DataLeaper

Normal Distribution & Probability Density

Q: What does Density functions compute?
The Normal (Gaussian) PDF: $f(x) = \frac{1}{\sigma\sqrt{2\pi}} \cdot e^{-\frac{1}{2}\left(\frac{x-\mu}{\sigma}\right)^2}$
Returns the relative likelihood of a value given a distribution defined by mean (μ) and std (σ).


Q: If I integrate from -∞ to +∞, what happens?
The result is exactly 1 — total probability over all outcomes = 100%. The $\frac{1}{\sigma\sqrt{2\pi}}$ constant exists precisely to ensure this.


Q: Shouldn't the density value at each point be 0?
That's the probability of an exact point, yes — but density ≠ probability. Density is a relative score (like kg/m³). The probability of a range is obtained by integrating density over that range.

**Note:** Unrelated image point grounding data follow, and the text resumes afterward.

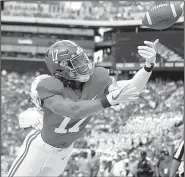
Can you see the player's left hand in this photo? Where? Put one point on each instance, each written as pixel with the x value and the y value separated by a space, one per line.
pixel 148 52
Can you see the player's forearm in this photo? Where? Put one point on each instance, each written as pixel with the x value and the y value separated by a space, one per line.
pixel 174 167
pixel 140 79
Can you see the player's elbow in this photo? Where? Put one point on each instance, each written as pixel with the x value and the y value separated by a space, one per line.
pixel 79 111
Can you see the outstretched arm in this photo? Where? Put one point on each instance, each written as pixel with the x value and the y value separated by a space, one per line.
pixel 81 109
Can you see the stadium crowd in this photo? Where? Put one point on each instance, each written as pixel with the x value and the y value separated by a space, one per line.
pixel 87 10
pixel 115 138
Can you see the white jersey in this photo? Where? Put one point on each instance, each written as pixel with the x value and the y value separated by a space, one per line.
pixel 31 118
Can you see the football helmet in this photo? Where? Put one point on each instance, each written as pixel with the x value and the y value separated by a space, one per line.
pixel 34 94
pixel 68 60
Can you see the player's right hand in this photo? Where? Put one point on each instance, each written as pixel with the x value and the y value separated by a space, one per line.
pixel 121 95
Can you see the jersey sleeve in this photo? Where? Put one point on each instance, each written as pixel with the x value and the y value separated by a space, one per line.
pixel 28 118
pixel 180 152
pixel 49 87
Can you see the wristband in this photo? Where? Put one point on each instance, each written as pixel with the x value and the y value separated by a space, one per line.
pixel 149 69
pixel 105 103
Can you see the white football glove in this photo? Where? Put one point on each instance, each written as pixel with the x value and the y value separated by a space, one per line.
pixel 148 52
pixel 121 95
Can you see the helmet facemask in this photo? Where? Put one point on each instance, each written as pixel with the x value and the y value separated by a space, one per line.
pixel 81 67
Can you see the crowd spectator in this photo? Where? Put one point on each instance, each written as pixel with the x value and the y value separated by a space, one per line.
pixel 86 10
pixel 144 168
pixel 164 165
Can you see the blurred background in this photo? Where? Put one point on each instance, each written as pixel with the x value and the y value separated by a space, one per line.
pixel 119 137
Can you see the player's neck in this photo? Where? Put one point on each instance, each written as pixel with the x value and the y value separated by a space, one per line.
pixel 78 85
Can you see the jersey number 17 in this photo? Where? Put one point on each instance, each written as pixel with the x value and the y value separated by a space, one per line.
pixel 74 129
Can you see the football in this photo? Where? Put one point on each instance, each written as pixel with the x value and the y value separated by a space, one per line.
pixel 162 16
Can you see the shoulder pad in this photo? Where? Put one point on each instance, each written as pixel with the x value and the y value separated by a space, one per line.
pixel 102 75
pixel 49 87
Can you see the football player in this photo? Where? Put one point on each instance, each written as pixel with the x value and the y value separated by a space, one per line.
pixel 32 118
pixel 69 99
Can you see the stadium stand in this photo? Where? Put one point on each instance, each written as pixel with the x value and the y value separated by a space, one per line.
pixel 152 123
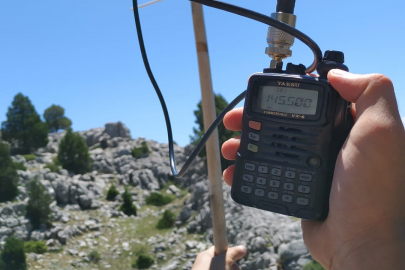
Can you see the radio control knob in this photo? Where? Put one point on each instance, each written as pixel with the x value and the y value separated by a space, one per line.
pixel 335 56
pixel 313 162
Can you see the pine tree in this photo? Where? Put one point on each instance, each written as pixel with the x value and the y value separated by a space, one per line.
pixel 38 209
pixel 8 175
pixel 24 128
pixel 223 133
pixel 112 193
pixel 73 153
pixel 13 255
pixel 55 118
pixel 127 206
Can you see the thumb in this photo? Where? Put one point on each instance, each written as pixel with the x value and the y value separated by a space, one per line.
pixel 235 253
pixel 372 93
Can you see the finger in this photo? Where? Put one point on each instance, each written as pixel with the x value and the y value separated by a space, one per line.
pixel 228 174
pixel 235 253
pixel 228 258
pixel 233 119
pixel 372 92
pixel 230 147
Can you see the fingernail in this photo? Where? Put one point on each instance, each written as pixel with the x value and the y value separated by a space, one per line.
pixel 242 248
pixel 339 72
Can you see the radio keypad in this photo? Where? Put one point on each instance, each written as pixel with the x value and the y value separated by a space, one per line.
pixel 254 136
pixel 248 177
pixel 263 169
pixel 287 184
pixel 276 172
pixel 246 189
pixel 250 166
pixel 287 198
pixel 274 183
pixel 261 181
pixel 253 148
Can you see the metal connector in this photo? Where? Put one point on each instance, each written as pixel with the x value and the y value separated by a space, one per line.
pixel 279 41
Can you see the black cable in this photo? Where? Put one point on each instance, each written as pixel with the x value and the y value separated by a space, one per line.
pixel 236 10
pixel 214 125
pixel 269 21
pixel 285 6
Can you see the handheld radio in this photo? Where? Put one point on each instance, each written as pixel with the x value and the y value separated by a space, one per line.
pixel 293 125
pixel 292 130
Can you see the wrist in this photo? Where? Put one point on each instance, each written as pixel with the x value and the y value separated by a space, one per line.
pixel 383 252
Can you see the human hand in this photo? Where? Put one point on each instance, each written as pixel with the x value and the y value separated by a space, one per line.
pixel 207 260
pixel 365 228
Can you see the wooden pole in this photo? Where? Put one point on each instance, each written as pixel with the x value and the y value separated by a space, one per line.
pixel 212 146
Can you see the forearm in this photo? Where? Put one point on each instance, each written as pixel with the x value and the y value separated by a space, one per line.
pixel 388 253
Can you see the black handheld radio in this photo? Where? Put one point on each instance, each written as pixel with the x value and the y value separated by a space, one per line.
pixel 292 130
pixel 293 124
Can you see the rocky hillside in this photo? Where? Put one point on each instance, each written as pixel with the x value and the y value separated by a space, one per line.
pixel 86 225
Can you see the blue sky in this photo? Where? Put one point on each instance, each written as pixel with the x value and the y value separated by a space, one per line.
pixel 84 56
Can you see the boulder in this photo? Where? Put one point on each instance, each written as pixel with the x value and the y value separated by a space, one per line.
pixel 117 130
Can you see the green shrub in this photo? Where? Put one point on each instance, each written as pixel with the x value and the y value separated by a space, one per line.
pixel 19 166
pixel 29 157
pixel 38 210
pixel 127 206
pixel 313 266
pixel 37 247
pixel 112 193
pixel 73 153
pixel 55 118
pixel 24 127
pixel 143 261
pixel 94 256
pixel 53 167
pixel 138 151
pixel 13 255
pixel 158 199
pixel 8 175
pixel 167 221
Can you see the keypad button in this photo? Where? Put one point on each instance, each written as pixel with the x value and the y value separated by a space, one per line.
pixel 273 195
pixel 287 198
pixel 259 192
pixel 288 186
pixel 302 201
pixel 254 136
pixel 248 177
pixel 304 189
pixel 263 169
pixel 305 177
pixel 261 181
pixel 246 189
pixel 253 148
pixel 276 172
pixel 290 174
pixel 255 125
pixel 250 166
pixel 274 183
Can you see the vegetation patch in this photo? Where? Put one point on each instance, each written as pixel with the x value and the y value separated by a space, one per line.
pixel 37 247
pixel 29 157
pixel 127 206
pixel 158 199
pixel 19 166
pixel 144 261
pixel 167 221
pixel 313 266
pixel 137 152
pixel 38 209
pixel 112 193
pixel 94 256
pixel 13 256
pixel 53 167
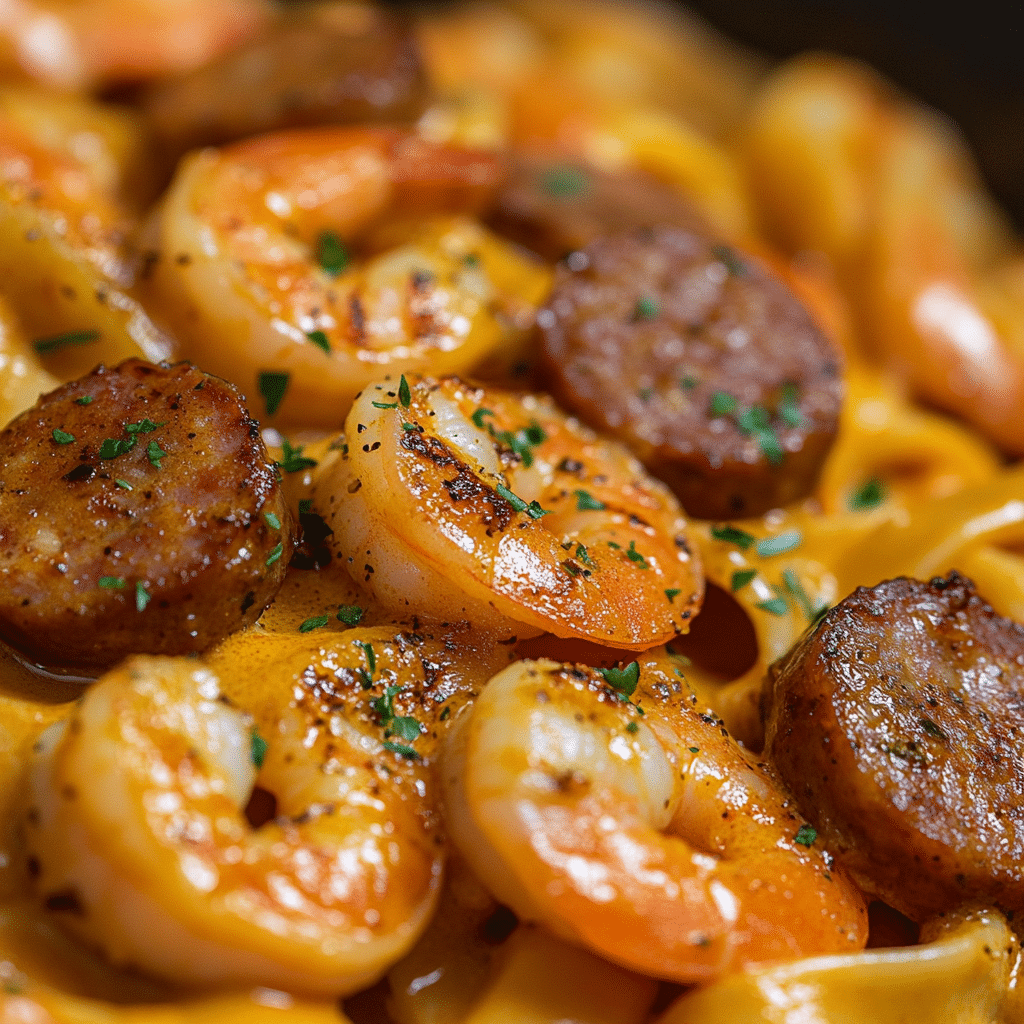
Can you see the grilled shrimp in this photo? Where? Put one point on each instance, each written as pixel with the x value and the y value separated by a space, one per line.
pixel 637 826
pixel 457 502
pixel 255 272
pixel 139 840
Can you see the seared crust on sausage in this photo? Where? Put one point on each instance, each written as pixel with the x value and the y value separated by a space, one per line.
pixel 897 723
pixel 139 513
pixel 699 359
pixel 554 206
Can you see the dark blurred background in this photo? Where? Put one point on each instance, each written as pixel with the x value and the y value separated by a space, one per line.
pixel 967 59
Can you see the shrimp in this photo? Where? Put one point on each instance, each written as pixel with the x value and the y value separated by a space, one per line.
pixel 74 45
pixel 459 502
pixel 637 827
pixel 156 862
pixel 257 281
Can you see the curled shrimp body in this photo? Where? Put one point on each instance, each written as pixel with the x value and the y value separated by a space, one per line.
pixel 256 278
pixel 139 839
pixel 459 502
pixel 637 826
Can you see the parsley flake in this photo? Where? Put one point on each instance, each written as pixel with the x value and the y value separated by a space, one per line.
pixel 586 502
pixel 271 385
pixel 806 836
pixel 732 535
pixel 778 544
pixel 740 579
pixel 623 680
pixel 331 253
pixel 292 460
pixel 774 606
pixel 350 614
pixel 321 340
pixel 645 308
pixel 868 496
pixel 257 748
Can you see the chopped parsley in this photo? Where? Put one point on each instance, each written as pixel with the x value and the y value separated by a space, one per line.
pixel 645 308
pixel 350 614
pixel 331 253
pixel 292 460
pixel 868 496
pixel 44 346
pixel 778 544
pixel 806 836
pixel 272 384
pixel 740 579
pixel 623 680
pixel 564 182
pixel 774 606
pixel 586 502
pixel 534 509
pixel 732 535
pixel 257 748
pixel 321 340
pixel 634 556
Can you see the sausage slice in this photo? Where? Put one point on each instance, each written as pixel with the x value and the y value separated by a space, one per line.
pixel 698 358
pixel 898 725
pixel 139 513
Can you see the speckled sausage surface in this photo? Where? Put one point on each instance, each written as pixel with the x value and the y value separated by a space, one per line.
pixel 139 513
pixel 701 360
pixel 554 206
pixel 896 724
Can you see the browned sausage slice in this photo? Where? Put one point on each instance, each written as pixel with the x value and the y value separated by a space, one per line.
pixel 898 725
pixel 554 206
pixel 317 65
pixel 701 360
pixel 139 512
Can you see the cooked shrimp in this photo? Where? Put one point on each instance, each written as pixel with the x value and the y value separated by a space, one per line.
pixel 80 44
pixel 138 836
pixel 457 502
pixel 638 827
pixel 256 278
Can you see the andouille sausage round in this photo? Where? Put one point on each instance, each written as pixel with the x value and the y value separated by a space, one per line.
pixel 896 723
pixel 701 360
pixel 139 513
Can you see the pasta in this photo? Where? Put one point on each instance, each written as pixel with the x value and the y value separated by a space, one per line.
pixel 492 751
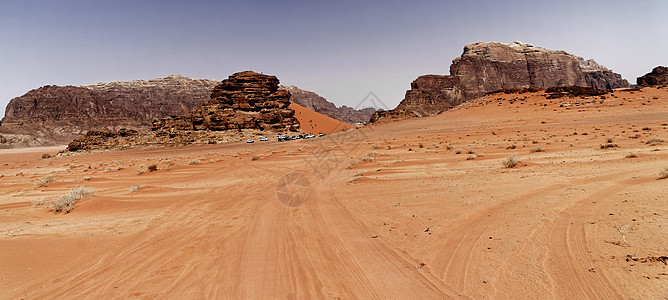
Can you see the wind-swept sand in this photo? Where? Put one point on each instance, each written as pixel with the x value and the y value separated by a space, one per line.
pixel 388 211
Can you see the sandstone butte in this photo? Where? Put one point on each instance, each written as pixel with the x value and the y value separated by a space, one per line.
pixel 53 115
pixel 486 67
pixel 245 102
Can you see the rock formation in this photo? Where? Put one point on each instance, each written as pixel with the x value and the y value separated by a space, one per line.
pixel 246 100
pixel 53 115
pixel 658 76
pixel 319 104
pixel 245 104
pixel 488 67
pixel 56 114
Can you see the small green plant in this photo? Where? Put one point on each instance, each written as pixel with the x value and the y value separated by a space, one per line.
pixel 45 181
pixel 654 142
pixel 66 202
pixel 511 161
pixel 664 173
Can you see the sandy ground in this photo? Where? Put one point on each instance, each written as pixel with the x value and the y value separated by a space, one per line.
pixel 383 212
pixel 315 123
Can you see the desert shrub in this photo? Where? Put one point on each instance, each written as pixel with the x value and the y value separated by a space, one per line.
pixel 38 202
pixel 537 149
pixel 45 181
pixel 664 173
pixel 134 188
pixel 66 202
pixel 573 91
pixel 654 141
pixel 511 161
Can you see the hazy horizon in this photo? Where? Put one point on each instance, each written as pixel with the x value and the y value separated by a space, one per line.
pixel 341 50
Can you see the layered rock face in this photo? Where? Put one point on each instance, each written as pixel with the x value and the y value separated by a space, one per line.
pixel 319 104
pixel 246 100
pixel 58 114
pixel 658 76
pixel 240 107
pixel 489 67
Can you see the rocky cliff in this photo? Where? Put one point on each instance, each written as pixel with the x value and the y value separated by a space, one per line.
pixel 245 104
pixel 319 104
pixel 246 100
pixel 658 76
pixel 57 114
pixel 487 67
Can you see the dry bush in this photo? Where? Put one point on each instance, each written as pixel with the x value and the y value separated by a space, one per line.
pixel 44 182
pixel 654 142
pixel 66 202
pixel 537 149
pixel 134 188
pixel 664 173
pixel 511 161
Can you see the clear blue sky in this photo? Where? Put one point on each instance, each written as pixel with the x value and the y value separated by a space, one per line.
pixel 340 49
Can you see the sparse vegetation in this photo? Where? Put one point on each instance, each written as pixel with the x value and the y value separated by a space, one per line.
pixel 655 141
pixel 537 149
pixel 664 173
pixel 511 161
pixel 134 188
pixel 45 181
pixel 65 203
pixel 623 230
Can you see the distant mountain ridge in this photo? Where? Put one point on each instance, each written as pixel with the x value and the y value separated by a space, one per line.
pixel 486 67
pixel 319 104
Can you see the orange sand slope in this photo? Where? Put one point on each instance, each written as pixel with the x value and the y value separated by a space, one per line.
pixel 419 209
pixel 314 122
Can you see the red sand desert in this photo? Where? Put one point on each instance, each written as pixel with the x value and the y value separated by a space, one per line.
pixel 390 211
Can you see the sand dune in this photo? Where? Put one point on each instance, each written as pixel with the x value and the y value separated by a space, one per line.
pixel 388 211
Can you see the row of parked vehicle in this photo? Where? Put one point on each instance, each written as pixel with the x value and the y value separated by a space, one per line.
pixel 284 138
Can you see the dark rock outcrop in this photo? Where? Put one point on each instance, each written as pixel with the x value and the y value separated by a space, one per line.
pixel 56 114
pixel 245 104
pixel 488 67
pixel 658 77
pixel 246 100
pixel 319 104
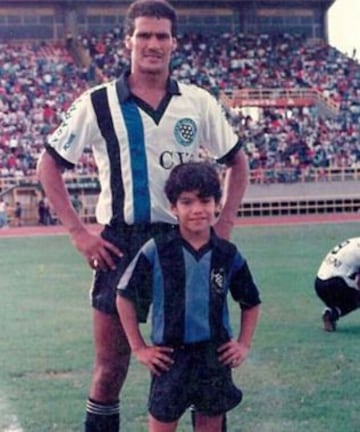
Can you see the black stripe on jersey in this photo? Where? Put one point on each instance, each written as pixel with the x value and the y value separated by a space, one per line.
pixel 229 157
pixel 60 161
pixel 105 122
pixel 221 260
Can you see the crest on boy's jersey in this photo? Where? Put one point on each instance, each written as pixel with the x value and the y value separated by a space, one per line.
pixel 217 280
pixel 185 131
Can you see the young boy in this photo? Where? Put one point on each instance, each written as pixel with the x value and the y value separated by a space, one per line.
pixel 186 275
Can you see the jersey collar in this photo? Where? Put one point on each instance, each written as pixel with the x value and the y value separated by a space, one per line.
pixel 124 92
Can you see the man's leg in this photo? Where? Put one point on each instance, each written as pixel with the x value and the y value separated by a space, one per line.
pixel 193 419
pixel 112 356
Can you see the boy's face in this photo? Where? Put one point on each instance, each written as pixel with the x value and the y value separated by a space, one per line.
pixel 195 214
pixel 151 45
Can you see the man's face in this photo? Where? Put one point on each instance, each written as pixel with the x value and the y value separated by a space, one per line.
pixel 151 45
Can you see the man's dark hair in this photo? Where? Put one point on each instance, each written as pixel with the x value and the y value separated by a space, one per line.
pixel 193 176
pixel 152 9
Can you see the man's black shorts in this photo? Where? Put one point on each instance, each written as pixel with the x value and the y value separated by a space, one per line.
pixel 129 239
pixel 196 378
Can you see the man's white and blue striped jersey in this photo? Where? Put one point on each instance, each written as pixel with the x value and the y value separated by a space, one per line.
pixel 188 289
pixel 135 146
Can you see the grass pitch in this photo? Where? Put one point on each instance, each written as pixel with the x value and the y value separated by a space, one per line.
pixel 297 378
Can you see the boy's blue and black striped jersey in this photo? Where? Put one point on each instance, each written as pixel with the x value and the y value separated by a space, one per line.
pixel 188 288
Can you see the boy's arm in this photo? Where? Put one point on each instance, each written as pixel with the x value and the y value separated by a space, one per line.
pixel 234 352
pixel 249 318
pixel 130 323
pixel 155 358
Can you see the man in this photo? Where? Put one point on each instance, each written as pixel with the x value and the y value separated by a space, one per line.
pixel 139 126
pixel 337 282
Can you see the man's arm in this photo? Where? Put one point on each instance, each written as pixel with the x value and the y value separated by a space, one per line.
pixel 92 247
pixel 236 181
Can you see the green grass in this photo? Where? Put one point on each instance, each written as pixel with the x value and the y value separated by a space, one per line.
pixel 297 378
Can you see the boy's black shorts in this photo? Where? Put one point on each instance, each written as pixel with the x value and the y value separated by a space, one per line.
pixel 196 378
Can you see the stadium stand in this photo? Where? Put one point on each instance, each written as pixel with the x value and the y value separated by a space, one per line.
pixel 293 98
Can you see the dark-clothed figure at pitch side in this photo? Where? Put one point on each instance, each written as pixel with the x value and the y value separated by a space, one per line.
pixel 338 282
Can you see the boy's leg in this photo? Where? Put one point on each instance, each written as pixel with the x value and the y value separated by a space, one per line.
pixel 208 424
pixel 112 355
pixel 158 426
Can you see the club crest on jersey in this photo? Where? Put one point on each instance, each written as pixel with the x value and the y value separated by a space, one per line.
pixel 217 279
pixel 185 131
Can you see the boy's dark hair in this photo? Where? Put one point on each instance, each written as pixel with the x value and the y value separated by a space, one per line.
pixel 193 176
pixel 149 8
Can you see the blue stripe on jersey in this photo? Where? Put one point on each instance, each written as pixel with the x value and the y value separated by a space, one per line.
pixel 135 130
pixel 158 318
pixel 197 297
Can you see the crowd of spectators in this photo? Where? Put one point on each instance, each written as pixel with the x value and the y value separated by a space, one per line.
pixel 38 82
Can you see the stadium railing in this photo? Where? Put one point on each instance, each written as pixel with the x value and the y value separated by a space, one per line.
pixel 28 191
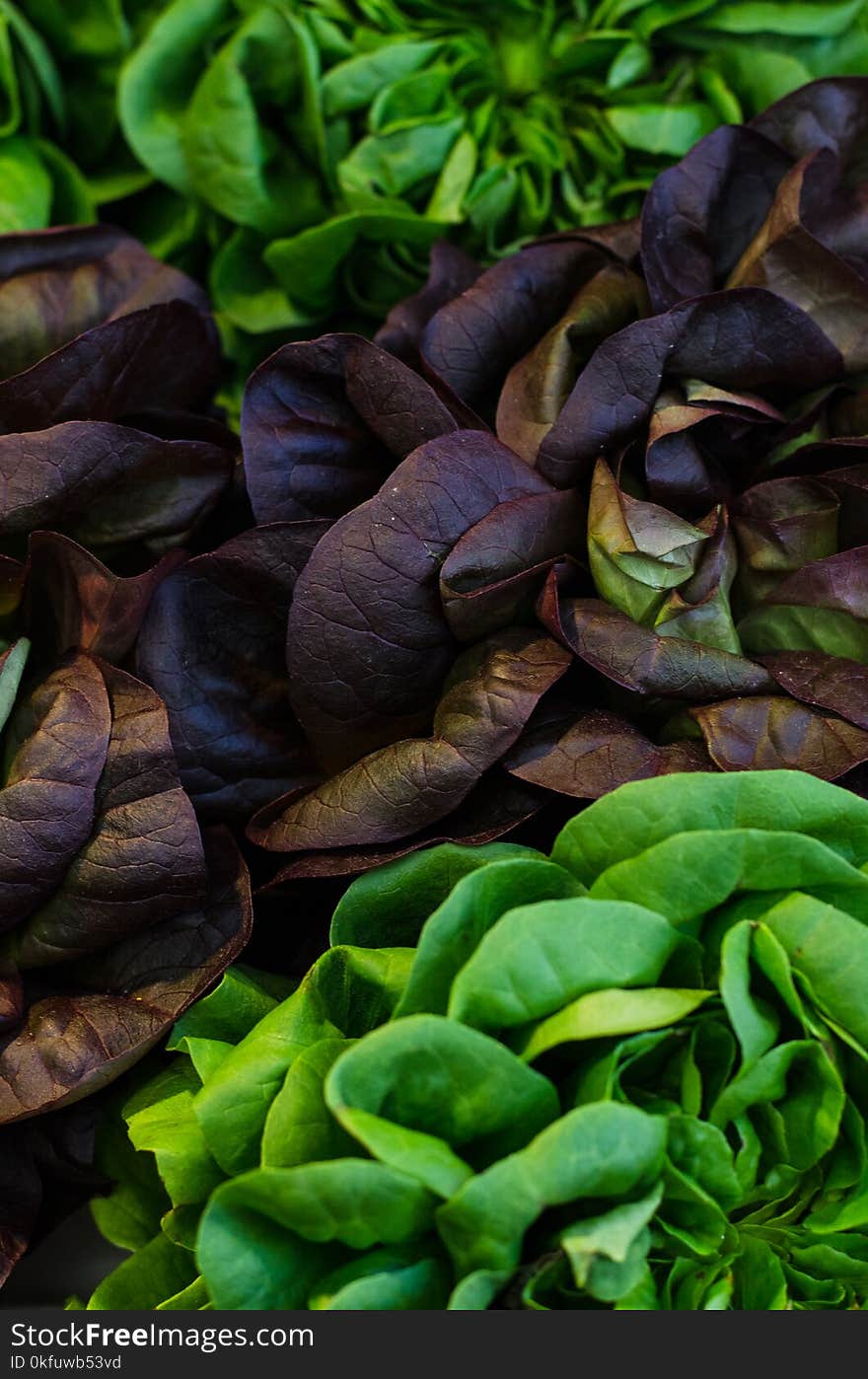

Q: So integration of density = probability?
Yes: $P(a \leq X \leq b) = \int_a^b f(x)dx$

Need Approach
Is this value anomalous? Compare density scores directly
Probability of falling in a range Integrate density over that range
Rank anomalous tenants Sort by density — lowest = most anomalous

Q: Why express probabilities via density at all?
For continuous variables, assigning non-zero probability to every point is impossible — uncountably infinite points would sum to ∞. Density sidesteps this by answering "how likely is x relative to other values?" rather than assigning absolute probability to a point.